Stärkung der Resilienz: EU und Deutschland müssen kritische Infrastrukturen entschlossener schützen
Die Sicherheit kritischer Infrastrukturen ist eine der zentralen Herausforderungen unserer Zeit. Angesichts wachsender geopolitischer Spannungen und hybrider Bedrohungslagen rückt der Schutz von Strom-, Energie- und Datenkabeln zunehmend in den Fokus der europäischen Sicherheitsarchitektur. Die jüngsten Vorfälle mutmaßlicher Sabotageakte gegen Unterseeleitungen in der Ostsee haben eindrucksvoll gezeigt, wie verletzlich die digitalen und energetischen Lebensadern Europas sind.
EU-Kommission setzt auf smarte Unterseekabel
Mit dem im Frühjahr vorgestellten EU-Aktionsplan für Kabelsicherheit konkretisiert die Europäische Kommission nun ihre Pläne: Künftig sollen sogenannte „Kabelknotenpunkte“ mit Sensorik und KI-gestützter Analyse ausgerüstet werden, um Sabotagegefahren frühzeitig zu erkennen und schnelle Reaktionen zu ermöglichen. Diese Knotenpunkte sollen Teil eines europaweiten Frühwarnsystems auf dem Meeresgrund werden – ausgestattet mit Echtzeitüberwachung, Tauchdrohnen und einer möglichen Reserveflotte von Reparaturschiffen.

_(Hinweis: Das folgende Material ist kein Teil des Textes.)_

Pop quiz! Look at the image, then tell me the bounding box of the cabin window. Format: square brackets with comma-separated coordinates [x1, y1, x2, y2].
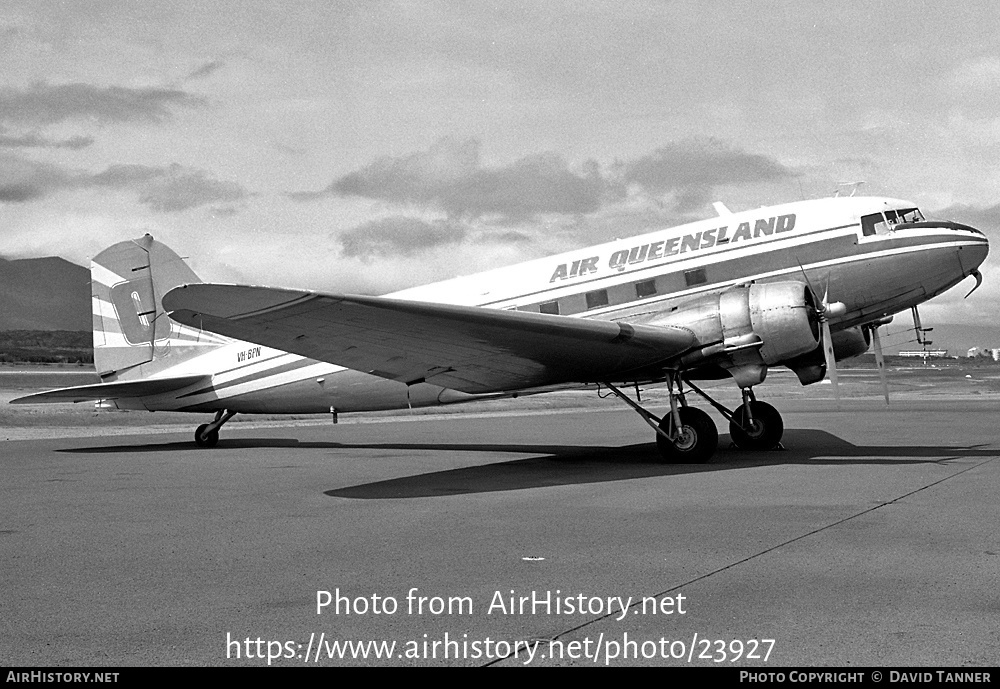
[635, 280, 656, 299]
[587, 289, 608, 309]
[684, 268, 708, 287]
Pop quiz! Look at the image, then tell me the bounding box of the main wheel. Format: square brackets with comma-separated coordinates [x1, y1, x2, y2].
[729, 400, 785, 450]
[656, 407, 719, 464]
[194, 423, 219, 447]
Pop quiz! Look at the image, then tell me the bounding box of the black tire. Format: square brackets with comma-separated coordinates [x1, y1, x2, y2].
[656, 407, 719, 464]
[729, 400, 785, 450]
[194, 423, 219, 447]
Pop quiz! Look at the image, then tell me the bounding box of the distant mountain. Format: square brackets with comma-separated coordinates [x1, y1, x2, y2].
[0, 257, 93, 331]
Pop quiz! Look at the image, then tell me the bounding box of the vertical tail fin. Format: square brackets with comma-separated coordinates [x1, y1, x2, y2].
[90, 234, 227, 380]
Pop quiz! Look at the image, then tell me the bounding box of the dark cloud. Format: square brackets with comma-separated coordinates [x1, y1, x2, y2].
[290, 138, 797, 221]
[621, 139, 796, 211]
[139, 165, 249, 213]
[0, 83, 204, 126]
[0, 182, 45, 203]
[928, 203, 1000, 234]
[0, 134, 94, 150]
[308, 138, 608, 218]
[339, 216, 467, 260]
[0, 156, 250, 213]
[187, 60, 226, 80]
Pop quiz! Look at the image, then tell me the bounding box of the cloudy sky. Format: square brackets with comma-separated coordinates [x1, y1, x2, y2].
[0, 0, 1000, 330]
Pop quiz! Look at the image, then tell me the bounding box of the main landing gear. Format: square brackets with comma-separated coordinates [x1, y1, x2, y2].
[604, 374, 785, 464]
[194, 409, 236, 447]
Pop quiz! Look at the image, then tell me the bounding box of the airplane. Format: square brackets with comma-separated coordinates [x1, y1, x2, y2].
[13, 196, 989, 463]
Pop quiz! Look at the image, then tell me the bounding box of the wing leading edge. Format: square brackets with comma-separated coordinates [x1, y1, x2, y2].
[10, 375, 212, 404]
[163, 283, 695, 393]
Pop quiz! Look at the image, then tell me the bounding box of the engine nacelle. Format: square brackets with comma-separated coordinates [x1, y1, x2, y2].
[830, 327, 871, 361]
[650, 282, 820, 387]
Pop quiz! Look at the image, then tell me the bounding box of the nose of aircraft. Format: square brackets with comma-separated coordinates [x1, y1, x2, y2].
[958, 227, 990, 275]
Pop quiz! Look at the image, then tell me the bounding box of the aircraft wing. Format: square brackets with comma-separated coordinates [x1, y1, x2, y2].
[163, 283, 694, 393]
[10, 375, 212, 404]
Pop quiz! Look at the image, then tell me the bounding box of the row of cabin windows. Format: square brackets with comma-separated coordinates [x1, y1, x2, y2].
[518, 268, 708, 315]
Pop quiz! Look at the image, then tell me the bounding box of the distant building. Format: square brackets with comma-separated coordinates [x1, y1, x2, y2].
[899, 349, 948, 359]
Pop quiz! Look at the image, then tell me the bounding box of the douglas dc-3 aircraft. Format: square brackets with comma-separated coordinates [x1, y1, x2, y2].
[14, 197, 989, 462]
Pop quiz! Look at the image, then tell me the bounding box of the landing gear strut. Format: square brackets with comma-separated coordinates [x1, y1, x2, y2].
[688, 381, 785, 451]
[604, 373, 785, 464]
[194, 409, 236, 447]
[605, 375, 719, 464]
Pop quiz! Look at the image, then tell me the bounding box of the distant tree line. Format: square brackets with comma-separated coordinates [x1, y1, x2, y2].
[0, 330, 94, 364]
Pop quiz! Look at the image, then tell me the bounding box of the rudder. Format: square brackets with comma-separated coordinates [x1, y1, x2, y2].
[90, 234, 227, 380]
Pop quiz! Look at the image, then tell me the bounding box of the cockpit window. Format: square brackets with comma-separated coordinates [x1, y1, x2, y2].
[861, 208, 924, 237]
[885, 208, 924, 225]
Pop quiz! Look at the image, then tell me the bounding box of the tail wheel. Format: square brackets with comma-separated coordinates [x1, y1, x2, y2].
[656, 407, 719, 464]
[729, 400, 785, 450]
[194, 423, 219, 447]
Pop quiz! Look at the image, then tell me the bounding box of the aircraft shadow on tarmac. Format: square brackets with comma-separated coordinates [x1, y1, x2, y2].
[59, 429, 1000, 500]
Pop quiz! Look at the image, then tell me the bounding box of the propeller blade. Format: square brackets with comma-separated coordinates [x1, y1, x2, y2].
[822, 318, 840, 407]
[871, 325, 889, 406]
[965, 270, 983, 299]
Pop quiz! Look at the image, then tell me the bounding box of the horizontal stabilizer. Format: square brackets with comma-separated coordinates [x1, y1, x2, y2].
[163, 283, 694, 393]
[10, 375, 212, 404]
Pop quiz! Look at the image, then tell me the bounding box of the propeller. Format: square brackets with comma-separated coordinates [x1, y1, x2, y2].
[810, 283, 847, 407]
[799, 262, 847, 407]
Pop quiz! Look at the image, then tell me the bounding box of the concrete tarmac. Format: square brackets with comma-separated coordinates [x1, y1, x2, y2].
[0, 399, 1000, 667]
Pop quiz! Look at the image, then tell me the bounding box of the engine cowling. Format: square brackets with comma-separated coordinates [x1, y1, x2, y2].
[831, 327, 871, 361]
[650, 282, 820, 387]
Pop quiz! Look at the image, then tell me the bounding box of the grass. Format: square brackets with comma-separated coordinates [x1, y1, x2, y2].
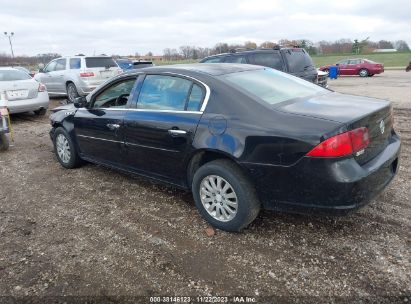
[312, 52, 411, 68]
[154, 52, 411, 68]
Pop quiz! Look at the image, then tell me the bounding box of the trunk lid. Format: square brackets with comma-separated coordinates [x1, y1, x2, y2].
[276, 93, 393, 164]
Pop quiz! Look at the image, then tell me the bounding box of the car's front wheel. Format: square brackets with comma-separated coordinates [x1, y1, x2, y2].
[53, 127, 81, 169]
[67, 82, 80, 103]
[358, 69, 368, 77]
[192, 159, 260, 231]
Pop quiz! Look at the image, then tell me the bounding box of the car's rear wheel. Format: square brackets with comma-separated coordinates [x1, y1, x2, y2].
[34, 109, 47, 116]
[192, 159, 260, 231]
[358, 69, 369, 77]
[53, 127, 81, 169]
[0, 134, 9, 151]
[67, 82, 80, 103]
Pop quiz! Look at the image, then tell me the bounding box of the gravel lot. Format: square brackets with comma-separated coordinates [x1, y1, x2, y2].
[0, 71, 411, 303]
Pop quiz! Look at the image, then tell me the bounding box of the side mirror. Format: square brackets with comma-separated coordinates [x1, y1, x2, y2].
[74, 96, 87, 108]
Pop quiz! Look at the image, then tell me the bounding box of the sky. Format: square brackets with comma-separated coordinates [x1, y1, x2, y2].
[0, 0, 411, 55]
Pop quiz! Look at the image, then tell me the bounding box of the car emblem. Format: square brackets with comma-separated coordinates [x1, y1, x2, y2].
[380, 119, 385, 134]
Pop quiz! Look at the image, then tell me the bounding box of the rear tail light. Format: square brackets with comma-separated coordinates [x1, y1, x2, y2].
[38, 83, 47, 92]
[80, 72, 94, 77]
[307, 128, 370, 157]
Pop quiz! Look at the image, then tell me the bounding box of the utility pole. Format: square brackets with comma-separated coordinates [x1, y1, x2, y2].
[4, 32, 14, 59]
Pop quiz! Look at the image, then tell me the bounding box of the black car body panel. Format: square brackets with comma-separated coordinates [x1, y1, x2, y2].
[50, 64, 400, 213]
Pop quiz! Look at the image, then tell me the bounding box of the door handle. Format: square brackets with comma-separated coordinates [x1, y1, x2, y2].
[168, 129, 187, 137]
[107, 124, 120, 131]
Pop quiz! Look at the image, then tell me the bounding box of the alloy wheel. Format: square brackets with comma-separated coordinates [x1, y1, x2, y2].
[56, 134, 71, 164]
[200, 175, 238, 222]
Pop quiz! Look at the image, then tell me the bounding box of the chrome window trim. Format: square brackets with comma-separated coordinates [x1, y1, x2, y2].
[155, 72, 211, 113]
[77, 134, 124, 144]
[79, 108, 203, 114]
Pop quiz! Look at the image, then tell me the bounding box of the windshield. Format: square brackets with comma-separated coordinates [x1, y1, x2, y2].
[222, 69, 328, 105]
[284, 49, 315, 73]
[86, 57, 117, 68]
[0, 70, 31, 81]
[116, 59, 133, 70]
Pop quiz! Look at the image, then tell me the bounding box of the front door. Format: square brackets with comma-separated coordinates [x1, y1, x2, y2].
[74, 77, 136, 166]
[124, 75, 205, 184]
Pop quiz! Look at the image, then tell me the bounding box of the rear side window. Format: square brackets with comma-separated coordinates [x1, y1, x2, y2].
[0, 70, 31, 81]
[70, 58, 81, 70]
[221, 69, 328, 105]
[202, 57, 224, 63]
[251, 52, 283, 71]
[187, 84, 203, 111]
[284, 49, 315, 73]
[54, 59, 66, 71]
[86, 57, 117, 69]
[137, 75, 195, 111]
[224, 56, 247, 63]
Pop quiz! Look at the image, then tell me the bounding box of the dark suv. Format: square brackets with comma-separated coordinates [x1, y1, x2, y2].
[200, 48, 327, 87]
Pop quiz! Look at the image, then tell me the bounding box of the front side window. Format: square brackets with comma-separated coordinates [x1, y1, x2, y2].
[224, 69, 329, 105]
[0, 70, 31, 81]
[251, 52, 283, 71]
[285, 49, 315, 73]
[187, 84, 204, 111]
[85, 57, 118, 69]
[54, 59, 66, 71]
[137, 75, 192, 111]
[70, 58, 81, 70]
[93, 78, 136, 108]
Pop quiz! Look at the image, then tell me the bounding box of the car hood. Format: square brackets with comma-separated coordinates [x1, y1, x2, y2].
[276, 92, 390, 123]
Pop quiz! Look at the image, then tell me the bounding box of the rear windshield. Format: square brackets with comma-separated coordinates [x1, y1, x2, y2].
[86, 57, 117, 68]
[0, 70, 31, 81]
[284, 49, 315, 73]
[222, 69, 329, 105]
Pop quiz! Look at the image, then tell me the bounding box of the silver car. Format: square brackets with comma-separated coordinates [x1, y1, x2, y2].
[0, 67, 49, 115]
[34, 55, 122, 102]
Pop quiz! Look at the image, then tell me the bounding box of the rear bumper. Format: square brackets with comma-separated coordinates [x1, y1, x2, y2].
[6, 92, 49, 114]
[243, 135, 401, 215]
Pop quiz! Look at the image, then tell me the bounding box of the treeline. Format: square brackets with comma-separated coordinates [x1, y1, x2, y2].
[0, 53, 61, 67]
[160, 38, 410, 61]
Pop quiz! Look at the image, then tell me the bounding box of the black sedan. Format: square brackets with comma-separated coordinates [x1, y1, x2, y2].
[50, 64, 401, 231]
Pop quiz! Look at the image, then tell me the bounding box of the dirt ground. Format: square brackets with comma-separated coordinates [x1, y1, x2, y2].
[0, 71, 411, 303]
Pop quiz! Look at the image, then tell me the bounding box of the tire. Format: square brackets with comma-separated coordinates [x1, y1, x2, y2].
[358, 69, 369, 77]
[67, 82, 80, 103]
[53, 127, 82, 169]
[191, 159, 260, 232]
[0, 134, 10, 151]
[34, 109, 47, 116]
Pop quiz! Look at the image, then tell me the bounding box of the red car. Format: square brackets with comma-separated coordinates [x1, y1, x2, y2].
[320, 59, 384, 77]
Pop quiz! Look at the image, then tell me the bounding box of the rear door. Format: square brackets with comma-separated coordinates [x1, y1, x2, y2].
[74, 76, 136, 167]
[124, 74, 206, 184]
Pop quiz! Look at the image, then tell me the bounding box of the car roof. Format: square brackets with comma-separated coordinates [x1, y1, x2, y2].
[0, 67, 20, 71]
[127, 63, 265, 76]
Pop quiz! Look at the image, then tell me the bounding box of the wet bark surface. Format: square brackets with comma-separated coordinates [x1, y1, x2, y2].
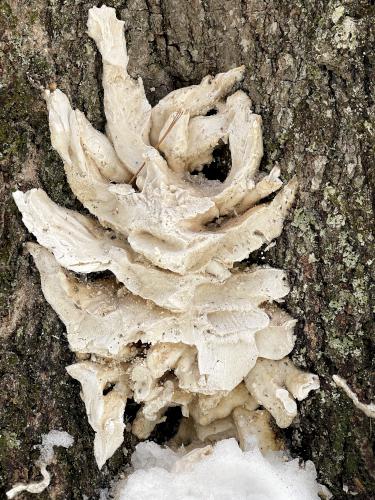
[0, 0, 375, 499]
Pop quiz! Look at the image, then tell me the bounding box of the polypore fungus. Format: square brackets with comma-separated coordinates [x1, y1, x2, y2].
[14, 6, 318, 467]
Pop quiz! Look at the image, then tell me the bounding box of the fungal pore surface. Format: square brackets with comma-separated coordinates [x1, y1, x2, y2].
[14, 6, 319, 467]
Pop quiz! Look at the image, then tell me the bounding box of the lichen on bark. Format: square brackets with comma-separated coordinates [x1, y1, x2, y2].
[0, 0, 375, 499]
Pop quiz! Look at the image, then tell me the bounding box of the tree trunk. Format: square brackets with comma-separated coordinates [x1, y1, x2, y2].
[0, 0, 375, 499]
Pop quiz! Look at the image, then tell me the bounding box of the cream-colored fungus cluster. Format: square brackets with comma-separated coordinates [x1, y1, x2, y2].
[14, 6, 319, 467]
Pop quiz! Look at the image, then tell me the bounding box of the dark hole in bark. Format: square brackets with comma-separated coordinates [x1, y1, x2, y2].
[124, 399, 141, 424]
[149, 406, 182, 444]
[192, 144, 232, 182]
[103, 383, 115, 396]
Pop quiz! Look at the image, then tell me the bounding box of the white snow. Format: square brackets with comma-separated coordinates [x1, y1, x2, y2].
[114, 439, 321, 500]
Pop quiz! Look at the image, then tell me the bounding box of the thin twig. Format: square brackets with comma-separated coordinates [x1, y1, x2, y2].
[129, 109, 184, 184]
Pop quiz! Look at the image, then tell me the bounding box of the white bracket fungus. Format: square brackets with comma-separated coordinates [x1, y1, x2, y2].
[14, 6, 319, 467]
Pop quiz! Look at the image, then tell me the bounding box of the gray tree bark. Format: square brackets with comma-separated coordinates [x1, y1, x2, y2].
[0, 0, 375, 499]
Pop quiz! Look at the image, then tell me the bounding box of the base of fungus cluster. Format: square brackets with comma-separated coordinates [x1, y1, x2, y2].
[8, 6, 328, 499]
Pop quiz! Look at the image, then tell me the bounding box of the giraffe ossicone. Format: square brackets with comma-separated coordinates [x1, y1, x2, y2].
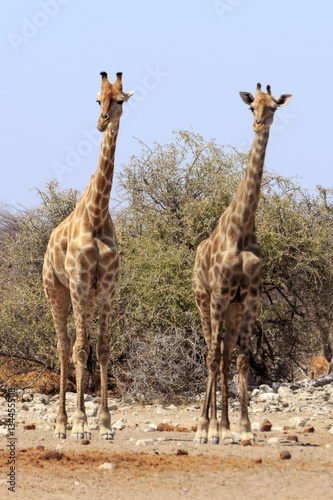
[43, 72, 134, 439]
[192, 83, 291, 444]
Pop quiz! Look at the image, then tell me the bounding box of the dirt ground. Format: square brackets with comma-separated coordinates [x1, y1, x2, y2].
[0, 402, 333, 500]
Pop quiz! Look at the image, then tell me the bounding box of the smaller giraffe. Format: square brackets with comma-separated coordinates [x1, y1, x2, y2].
[192, 83, 291, 444]
[43, 71, 134, 439]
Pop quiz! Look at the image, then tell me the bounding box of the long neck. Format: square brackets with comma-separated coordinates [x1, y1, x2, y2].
[86, 120, 119, 226]
[230, 131, 269, 233]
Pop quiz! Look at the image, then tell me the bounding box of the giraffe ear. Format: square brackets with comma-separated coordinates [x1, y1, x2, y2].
[239, 92, 254, 104]
[275, 94, 292, 107]
[123, 92, 134, 102]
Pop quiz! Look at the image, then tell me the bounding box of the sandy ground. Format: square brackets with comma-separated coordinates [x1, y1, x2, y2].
[0, 407, 333, 500]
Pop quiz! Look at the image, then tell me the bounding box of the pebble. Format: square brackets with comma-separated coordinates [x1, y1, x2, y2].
[135, 439, 156, 446]
[99, 462, 117, 470]
[260, 420, 272, 432]
[289, 417, 308, 427]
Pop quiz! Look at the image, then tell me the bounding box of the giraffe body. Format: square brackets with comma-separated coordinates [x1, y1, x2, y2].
[43, 73, 132, 439]
[192, 84, 291, 444]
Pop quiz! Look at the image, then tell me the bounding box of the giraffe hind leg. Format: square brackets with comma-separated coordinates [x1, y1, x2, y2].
[71, 283, 93, 440]
[43, 262, 70, 439]
[97, 294, 115, 440]
[220, 302, 242, 444]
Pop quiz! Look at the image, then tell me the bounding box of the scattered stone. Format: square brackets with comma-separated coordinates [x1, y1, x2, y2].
[135, 439, 156, 446]
[33, 393, 50, 405]
[267, 437, 281, 444]
[23, 424, 36, 431]
[166, 405, 179, 411]
[143, 427, 155, 432]
[251, 422, 261, 432]
[156, 424, 175, 432]
[112, 418, 127, 431]
[259, 384, 274, 392]
[155, 407, 168, 415]
[289, 417, 308, 427]
[258, 392, 281, 403]
[287, 434, 298, 443]
[260, 420, 272, 432]
[99, 462, 117, 470]
[251, 389, 260, 398]
[40, 450, 63, 460]
[0, 427, 8, 439]
[280, 451, 291, 460]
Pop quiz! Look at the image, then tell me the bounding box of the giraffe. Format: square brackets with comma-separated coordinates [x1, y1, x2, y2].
[43, 72, 134, 439]
[192, 83, 291, 444]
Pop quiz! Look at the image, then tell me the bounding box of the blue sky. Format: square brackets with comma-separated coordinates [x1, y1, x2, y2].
[0, 0, 333, 207]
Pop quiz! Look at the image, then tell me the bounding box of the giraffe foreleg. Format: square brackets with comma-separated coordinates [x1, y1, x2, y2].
[220, 302, 242, 444]
[43, 260, 70, 439]
[71, 282, 91, 439]
[237, 300, 259, 441]
[193, 288, 216, 444]
[97, 294, 115, 440]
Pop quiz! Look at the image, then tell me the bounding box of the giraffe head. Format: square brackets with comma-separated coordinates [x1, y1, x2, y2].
[240, 83, 291, 133]
[97, 71, 134, 132]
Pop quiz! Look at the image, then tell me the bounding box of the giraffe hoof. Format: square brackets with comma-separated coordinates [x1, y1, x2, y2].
[193, 437, 207, 444]
[222, 436, 235, 445]
[99, 432, 114, 441]
[208, 436, 220, 444]
[71, 432, 91, 441]
[53, 432, 66, 439]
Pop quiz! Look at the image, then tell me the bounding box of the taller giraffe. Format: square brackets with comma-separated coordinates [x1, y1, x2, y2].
[192, 83, 291, 444]
[43, 72, 133, 439]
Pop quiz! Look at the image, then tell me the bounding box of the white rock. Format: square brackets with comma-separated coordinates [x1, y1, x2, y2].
[112, 420, 125, 431]
[267, 437, 283, 444]
[251, 422, 261, 432]
[86, 407, 98, 417]
[278, 386, 294, 399]
[43, 413, 57, 422]
[143, 426, 155, 432]
[289, 417, 309, 427]
[259, 384, 274, 392]
[258, 392, 281, 403]
[99, 462, 117, 470]
[33, 393, 50, 405]
[135, 439, 156, 446]
[166, 405, 179, 411]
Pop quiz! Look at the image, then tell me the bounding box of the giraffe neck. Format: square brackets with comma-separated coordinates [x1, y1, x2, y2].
[86, 120, 119, 227]
[230, 131, 269, 233]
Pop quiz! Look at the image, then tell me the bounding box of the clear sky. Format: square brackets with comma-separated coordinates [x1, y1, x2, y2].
[0, 0, 333, 207]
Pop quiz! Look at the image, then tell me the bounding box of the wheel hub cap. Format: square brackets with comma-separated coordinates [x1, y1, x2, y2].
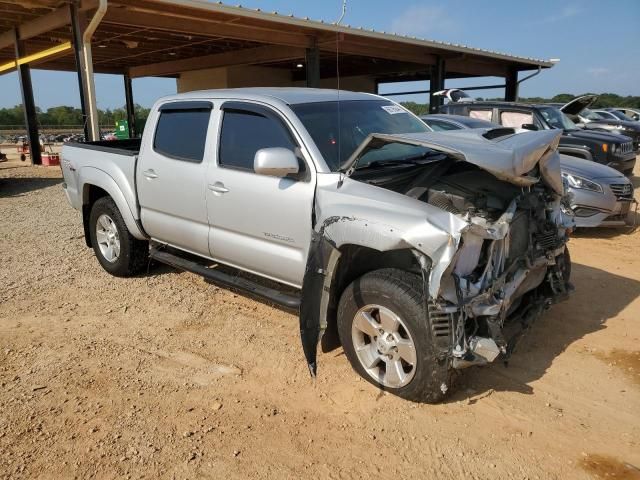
[351, 305, 417, 388]
[96, 213, 120, 263]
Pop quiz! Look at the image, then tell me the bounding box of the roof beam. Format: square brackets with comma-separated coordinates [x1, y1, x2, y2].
[129, 45, 306, 78]
[103, 7, 312, 48]
[0, 0, 97, 49]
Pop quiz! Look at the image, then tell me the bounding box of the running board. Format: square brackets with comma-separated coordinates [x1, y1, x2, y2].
[149, 247, 300, 310]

Ziel ist es, Strom- und Datenkabel nicht nur zu schützen, sondern sie als integralen Bestandteil der europäischen Sicherheits- und Digitalstrategie zu begreifen. Die Förderung bleibt allerdings begrenzt: Für die ersten Projekte in der nordisch-baltischen Region stehen lediglich 20 Millionen Euro aus dem Programm Digitales Europa bereit – ein Anfang, aber keinesfalls ausreichend, um die nötige Widerstandsfähigkeit zu gewährleisten.
Forderung des Wirtschaftsrates: Schutz kritischer Infrastrukturen strategisch, dezentral und praxisnah umsetzen
Die Bundesarbeitsgruppe Digitale Infrastruktur im Wirtschaftsrat der CDU e.V. begrüßt die Initiative der EU-Kommission ausdrücklich – mahnt jedoch entschlossenes Handeln und eine praxisnahe Umsetzung an. Der Schutz kritischer Infrastrukturen darf nicht durch Bürokratie, Doppelregulierung oder zentrale Datenspeicherung ausgebremst werden.
Die Umsetzung der NIS2-Richtlinie muss zügig, aber mit Augenmaß erfolgen. Wichtig ist, Doppelstrukturen zu vermeiden und stattdessen auf dezentrale, sichere Datenspeicherung zu setzen – etwa statt einer zentralen Ablage im Infrastrukturatlas der Bundesnetzagentur. Nur so können sensible Informationen wirksam geschützt werden.
Zudem fordert die Arbeitsgruppe, finanzielle Mittel für Redundanzen und Prävention bereitzustellen – insbesondere für den physischen Schutz von Unterseekabeln und landseitigen Anlandestationen. Dazu gehören verpflichtende Sicherungsauflagen für zentrale Verteilpunkte, ein Maßnahmenkatalog zum Bau und Schutz kritischer Infrastrukturen sowie die Erstellung eines europaweiten Havarie- und Krisenszenarios unter Einbindung aller Betreiber.
Europa braucht ein gemeinsames Sicherheitsverständnis
Die geplanten „smarten Kabelsysteme“ der EU können nur dann Wirkung entfalten, wenn die Mitgliedstaaten einheitliche Sicherheitsstandards umsetzen und die Zusammenarbeit zwischen öffentlicher Hand und Wirtschaft intensivieren. Der Wirtschaftsrat fordert daher die Einrichtung einer Kommission zur Verwaltung kritischer Infrastrukturen, die in staatlicher Geheimhaltung arbeitet, aber die Koordination zwischen nationalen und europäischen Akteuren verbessert.
Nur ein europäisch abgestimmtes Vorgehen kann gewährleisten, dass Deutschland und Europa ihre digitale und energetische Souveränität behalten. Die Stärkung der Resilienz kritischer Infrastrukturen ist nicht nur ein technisches, sondern ein sicherheitspolitisches Gebot – und damit ein zentraler Pfeiler der Zukunftsfähigkeit unseres Wirtschaftsstandortes.